Despite everything the establishment threw at them, Democratic Unity’s vote held solid in their strongholds of the more deprived boroughs. Slvasta, who arrived at Langley’s council hall at five o’clock in the afternoon for the count, was ’pathed reports from party officials right across the city. Turn-out had been good. Interference was about what they expected. By eight o’clock, results were starting to come in. With a third of the thirty-three borough councils in the city up for election, five of them were shaping up to be Democratic Unity boroughs, with another three predicted to have no one party with an overall majority, and Citizens’ Dawn claiming the remaining three (the richest boroughs). For them it was a disaster.

Five National Council seats in or around the capital were also being contested, along with a hundred more across the continent. In Langley, it was obvious from the moment the first sealed voting sacks were opened who was going to win. Tuksbury hadn’t even been seen in public since the day Hilltop Eye published his tax records. Thanks to quiet surveillance by cell members, Slvasta knew he was holed up at his family estate just outside Varlan.

By eleven o’clock Slvasta had been confirmed as the new National Council representative for Langley. He gave a short thank-you speech (written by Coulan and Bethaneve) to his delighted supporters.
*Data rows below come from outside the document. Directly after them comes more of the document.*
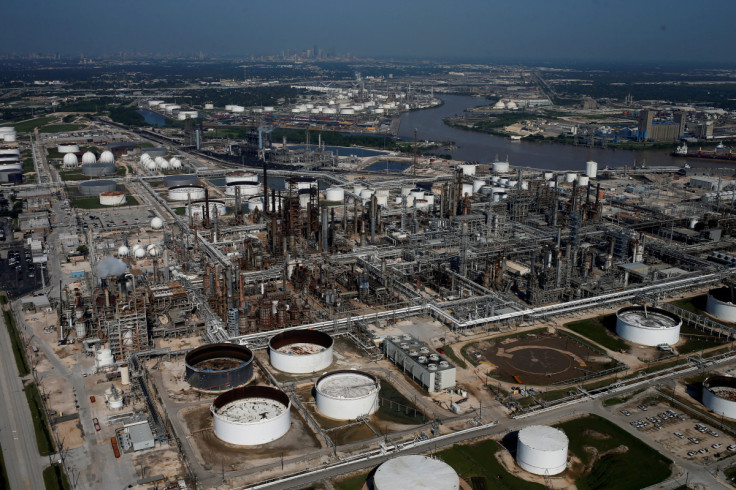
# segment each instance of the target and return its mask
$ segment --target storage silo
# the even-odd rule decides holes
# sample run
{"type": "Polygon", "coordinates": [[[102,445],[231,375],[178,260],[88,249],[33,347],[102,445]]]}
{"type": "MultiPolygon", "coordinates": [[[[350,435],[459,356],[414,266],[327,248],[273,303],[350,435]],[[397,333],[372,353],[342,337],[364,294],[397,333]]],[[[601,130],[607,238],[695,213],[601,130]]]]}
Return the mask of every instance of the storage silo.
{"type": "Polygon", "coordinates": [[[585,162],[585,175],[587,175],[591,179],[595,179],[598,175],[598,163],[594,162],[593,160],[585,162]]]}
{"type": "Polygon", "coordinates": [[[458,490],[460,477],[452,467],[439,459],[411,454],[391,458],[373,475],[375,490],[398,488],[422,490],[458,490]]]}
{"type": "Polygon", "coordinates": [[[215,435],[237,446],[275,441],[291,426],[291,400],[270,386],[245,386],[221,394],[212,402],[215,435]]]}
{"type": "Polygon", "coordinates": [[[703,405],[718,415],[736,419],[736,378],[710,376],[703,381],[703,405]]]}
{"type": "Polygon", "coordinates": [[[564,432],[546,425],[519,431],[516,464],[535,475],[557,475],[567,468],[569,440],[564,432]]]}
{"type": "Polygon", "coordinates": [[[332,371],[314,384],[317,411],[336,420],[355,420],[378,410],[381,383],[361,371],[332,371]]]}
{"type": "Polygon", "coordinates": [[[285,373],[314,373],[332,364],[334,341],[317,330],[287,330],[268,341],[271,365],[285,373]]]}
{"type": "Polygon", "coordinates": [[[661,308],[627,306],[616,312],[616,334],[650,347],[676,344],[681,326],[680,317],[661,308]]]}
{"type": "Polygon", "coordinates": [[[705,311],[724,322],[736,323],[736,291],[730,287],[711,289],[705,311]]]}

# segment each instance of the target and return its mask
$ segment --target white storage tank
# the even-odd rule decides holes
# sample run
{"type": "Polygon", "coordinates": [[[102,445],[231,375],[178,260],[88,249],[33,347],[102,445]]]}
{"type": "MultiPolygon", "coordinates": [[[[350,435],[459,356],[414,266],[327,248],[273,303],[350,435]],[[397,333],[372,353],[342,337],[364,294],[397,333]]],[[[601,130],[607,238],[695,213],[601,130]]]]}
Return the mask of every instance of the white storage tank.
{"type": "Polygon", "coordinates": [[[565,182],[567,182],[568,184],[572,184],[577,178],[578,174],[574,174],[572,172],[568,172],[565,174],[565,182]]]}
{"type": "Polygon", "coordinates": [[[730,287],[711,289],[705,311],[724,322],[736,323],[736,291],[730,287]]]}
{"type": "Polygon", "coordinates": [[[711,376],[703,381],[703,405],[718,415],[736,419],[736,378],[711,376]]]}
{"type": "Polygon", "coordinates": [[[248,212],[252,214],[256,211],[263,211],[263,199],[260,197],[248,199],[248,212]]]}
{"type": "Polygon", "coordinates": [[[82,163],[97,163],[97,157],[91,151],[85,152],[82,155],[82,163]]]}
{"type": "Polygon", "coordinates": [[[378,410],[381,383],[361,371],[333,371],[314,384],[317,411],[336,420],[355,420],[378,410]]]}
{"type": "Polygon", "coordinates": [[[233,182],[258,182],[258,175],[245,170],[236,170],[225,174],[225,184],[233,182]]]}
{"type": "Polygon", "coordinates": [[[75,168],[79,165],[79,160],[77,159],[77,155],[74,153],[67,153],[64,155],[64,160],[62,162],[62,165],[64,168],[75,168]]]}
{"type": "Polygon", "coordinates": [[[79,145],[59,145],[56,147],[59,153],[79,153],[79,145]]]}
{"type": "Polygon", "coordinates": [[[578,185],[580,187],[587,187],[589,183],[590,183],[590,177],[588,177],[587,175],[578,176],[578,185]]]}
{"type": "Polygon", "coordinates": [[[627,306],[616,312],[616,334],[650,347],[676,344],[681,326],[680,317],[661,308],[627,306]]]}
{"type": "Polygon", "coordinates": [[[459,490],[460,477],[440,459],[418,454],[397,456],[378,467],[375,490],[459,490]]]}
{"type": "Polygon", "coordinates": [[[112,366],[114,363],[115,359],[113,359],[110,349],[100,349],[95,353],[95,365],[97,368],[106,368],[112,366]]]}
{"type": "Polygon", "coordinates": [[[113,155],[111,151],[105,150],[102,152],[102,155],[100,155],[100,162],[115,163],[115,155],[113,155]]]}
{"type": "Polygon", "coordinates": [[[587,175],[591,179],[595,179],[598,175],[598,164],[593,160],[585,162],[585,175],[587,175]]]}
{"type": "MultiPolygon", "coordinates": [[[[205,201],[194,201],[192,202],[191,206],[187,204],[186,214],[187,216],[191,216],[193,219],[202,219],[204,218],[205,206],[207,206],[205,201]]],[[[261,209],[263,209],[263,205],[261,205],[261,209]]],[[[216,201],[214,199],[210,199],[209,210],[210,219],[212,219],[215,214],[217,214],[217,216],[224,216],[227,213],[227,207],[225,206],[225,203],[223,201],[216,201]]]]}
{"type": "Polygon", "coordinates": [[[118,257],[127,257],[130,253],[130,249],[125,245],[118,247],[118,257]]]}
{"type": "Polygon", "coordinates": [[[288,330],[268,341],[271,365],[285,373],[315,373],[332,364],[332,337],[317,330],[288,330]]]}
{"type": "MultiPolygon", "coordinates": [[[[434,198],[434,196],[432,196],[434,198]]],[[[379,206],[388,206],[388,196],[387,195],[379,195],[376,193],[376,204],[379,206]]]]}
{"type": "Polygon", "coordinates": [[[125,192],[109,191],[100,194],[100,204],[103,206],[122,206],[125,204],[125,192]]]}
{"type": "Polygon", "coordinates": [[[214,108],[215,108],[215,104],[210,104],[210,103],[207,103],[207,104],[205,104],[205,105],[204,105],[204,109],[205,109],[206,111],[211,111],[211,110],[212,110],[212,109],[214,109],[214,108]]]}
{"type": "Polygon", "coordinates": [[[473,195],[473,184],[463,184],[463,191],[460,197],[464,198],[465,194],[467,194],[468,197],[471,197],[473,195]]]}
{"type": "Polygon", "coordinates": [[[127,363],[123,363],[119,367],[120,370],[120,384],[127,386],[130,384],[130,368],[127,363]]]}
{"type": "Polygon", "coordinates": [[[424,199],[424,191],[421,189],[412,189],[409,195],[414,196],[414,199],[424,199]]]}
{"type": "Polygon", "coordinates": [[[544,180],[552,180],[555,178],[555,174],[553,172],[544,172],[544,180]]]}
{"type": "Polygon", "coordinates": [[[154,230],[160,230],[163,227],[164,227],[164,220],[162,220],[158,216],[156,216],[155,218],[151,220],[151,228],[153,228],[154,230]]]}
{"type": "Polygon", "coordinates": [[[270,386],[245,386],[226,391],[212,402],[215,435],[237,446],[275,441],[291,426],[291,400],[270,386]]]}
{"type": "Polygon", "coordinates": [[[474,180],[473,181],[473,192],[478,192],[480,188],[483,187],[484,185],[486,185],[485,180],[481,180],[481,179],[474,180]]]}
{"type": "Polygon", "coordinates": [[[204,199],[204,187],[201,185],[178,185],[169,188],[169,199],[172,201],[198,201],[204,199]]]}
{"type": "Polygon", "coordinates": [[[458,165],[457,168],[462,170],[463,175],[473,176],[475,175],[477,165],[473,165],[471,163],[464,163],[461,165],[458,165]]]}
{"type": "Polygon", "coordinates": [[[325,201],[343,202],[345,200],[345,190],[342,187],[330,187],[325,191],[325,201]]]}
{"type": "Polygon", "coordinates": [[[181,160],[176,157],[172,158],[169,163],[171,164],[171,168],[174,170],[179,170],[181,168],[181,160]]]}
{"type": "Polygon", "coordinates": [[[509,162],[493,162],[493,171],[499,174],[505,174],[509,171],[509,162]]]}
{"type": "Polygon", "coordinates": [[[235,189],[240,189],[241,197],[250,197],[261,192],[261,184],[258,182],[231,182],[226,184],[225,194],[228,196],[234,196],[235,189]]]}
{"type": "Polygon", "coordinates": [[[567,468],[569,440],[564,432],[546,425],[519,431],[516,464],[535,475],[557,475],[567,468]]]}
By midnight the results for the Varlan boroughs were verified. Democratic Unity had won five outright, one more was theirs thanks to a coalition agreement with three independent councillors, Citizens’ Dawn had four, and one was left without a majority party.

‘Seven councils, counting Nalani,’ Slvasta said as he walked home with Bethaneve, Javier and Coulan. ‘That’s amazing. Really, it is.’ The dark streets had a lot of pedestrians and cabs for the time of night, all of them going home after the count. High overhead, Andricea’s mod-bird kept level with them, its superb eyesight vigilant for trouble. Yannrith himself was barely a hundred metres away, and carrying two pistols. There were other party members close by, ready to rush in at a single ’pathed alert.
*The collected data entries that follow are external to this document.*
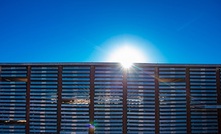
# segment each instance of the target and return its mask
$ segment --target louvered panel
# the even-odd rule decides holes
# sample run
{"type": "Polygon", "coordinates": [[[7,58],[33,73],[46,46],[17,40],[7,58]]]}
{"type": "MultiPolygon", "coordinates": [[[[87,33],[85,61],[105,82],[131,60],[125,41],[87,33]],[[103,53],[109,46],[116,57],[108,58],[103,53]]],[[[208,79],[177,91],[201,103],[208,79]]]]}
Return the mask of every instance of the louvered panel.
{"type": "MultiPolygon", "coordinates": [[[[219,77],[219,80],[220,80],[220,81],[219,81],[219,82],[220,82],[220,89],[219,89],[219,90],[220,90],[220,97],[221,97],[221,68],[219,69],[219,76],[220,76],[220,77],[219,77]]],[[[220,98],[220,99],[221,99],[221,98],[220,98]]]]}
{"type": "Polygon", "coordinates": [[[57,67],[32,67],[30,133],[57,132],[57,67]]]}
{"type": "Polygon", "coordinates": [[[217,110],[203,108],[217,105],[216,69],[191,68],[190,89],[192,133],[218,133],[217,110]]]}
{"type": "Polygon", "coordinates": [[[25,133],[26,82],[10,78],[25,78],[26,67],[2,67],[0,76],[0,133],[25,133]]]}
{"type": "Polygon", "coordinates": [[[127,75],[127,133],[155,132],[154,68],[130,68],[127,75]]]}
{"type": "Polygon", "coordinates": [[[122,133],[122,70],[116,67],[95,68],[95,133],[122,133]]]}
{"type": "Polygon", "coordinates": [[[63,67],[61,133],[88,133],[90,67],[63,67]]]}
{"type": "Polygon", "coordinates": [[[160,133],[186,133],[185,68],[159,68],[160,133]]]}
{"type": "Polygon", "coordinates": [[[26,77],[26,75],[27,70],[25,66],[1,68],[1,77],[26,77]]]}
{"type": "Polygon", "coordinates": [[[86,134],[94,124],[95,134],[217,134],[218,68],[136,64],[124,70],[118,64],[100,63],[0,64],[0,133],[86,134]]]}

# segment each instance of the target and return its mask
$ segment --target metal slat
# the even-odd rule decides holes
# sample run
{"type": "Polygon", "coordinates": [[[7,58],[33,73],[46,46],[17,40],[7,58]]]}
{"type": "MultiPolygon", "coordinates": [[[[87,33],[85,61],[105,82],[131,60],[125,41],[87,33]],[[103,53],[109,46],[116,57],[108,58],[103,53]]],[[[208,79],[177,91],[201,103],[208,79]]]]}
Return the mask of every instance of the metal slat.
{"type": "Polygon", "coordinates": [[[57,66],[31,68],[30,133],[57,133],[58,82],[50,80],[58,80],[57,66]]]}
{"type": "Polygon", "coordinates": [[[159,68],[165,79],[159,79],[160,133],[186,133],[185,73],[185,68],[159,68]]]}
{"type": "Polygon", "coordinates": [[[155,133],[154,68],[127,71],[127,133],[155,133]]]}
{"type": "Polygon", "coordinates": [[[90,66],[63,66],[61,134],[88,133],[89,104],[90,66]]]}
{"type": "Polygon", "coordinates": [[[0,64],[0,131],[220,133],[220,67],[0,64]]]}
{"type": "Polygon", "coordinates": [[[123,133],[123,81],[121,68],[97,67],[94,81],[94,123],[95,133],[123,133]],[[116,73],[112,73],[116,71],[116,73]],[[106,79],[108,77],[108,79],[106,79]],[[103,84],[97,80],[103,79],[103,84]]]}
{"type": "Polygon", "coordinates": [[[216,90],[215,68],[190,68],[191,133],[218,133],[217,110],[199,107],[217,105],[216,90]]]}
{"type": "Polygon", "coordinates": [[[0,131],[1,133],[25,133],[26,129],[26,67],[0,67],[0,131]],[[4,78],[12,78],[11,80],[4,78]]]}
Javier had insisted on the precautions.

‘You’ll have to resign from Nalani tomorrow morning,’ Coulan said. ‘You can’t sit on two councils.’

‘You’re the only Democratic Unity candidate to get a National Council seat,’ Javier said; he sounded regretful.

‘Bapek gave them a good run for their money in Denbridge,’ Bethaneve said. ‘Thirty-two per cent.’

‘Denbridge is over the river,’ Javier said. ‘Large middle- and working-class population. Shame we couldn’t win it.’

‘We didn’t win Langley,’ Slvasta said. ‘We were given it, remember?’

‘Yeah, and are they ever going to regret that,’ Bethaneve said happily. ‘They think that’s a bribe to keep us in line. Well, even if they survi—’

A wide corona of bright orange light flared across the southern skyline, silhouetting the rooftops and chimney stacks. They saw the flickering haze of a fireball ascending at the centre of it, wreathed in churning black smoke. Seconds later, the sound of the explosion rolled across them.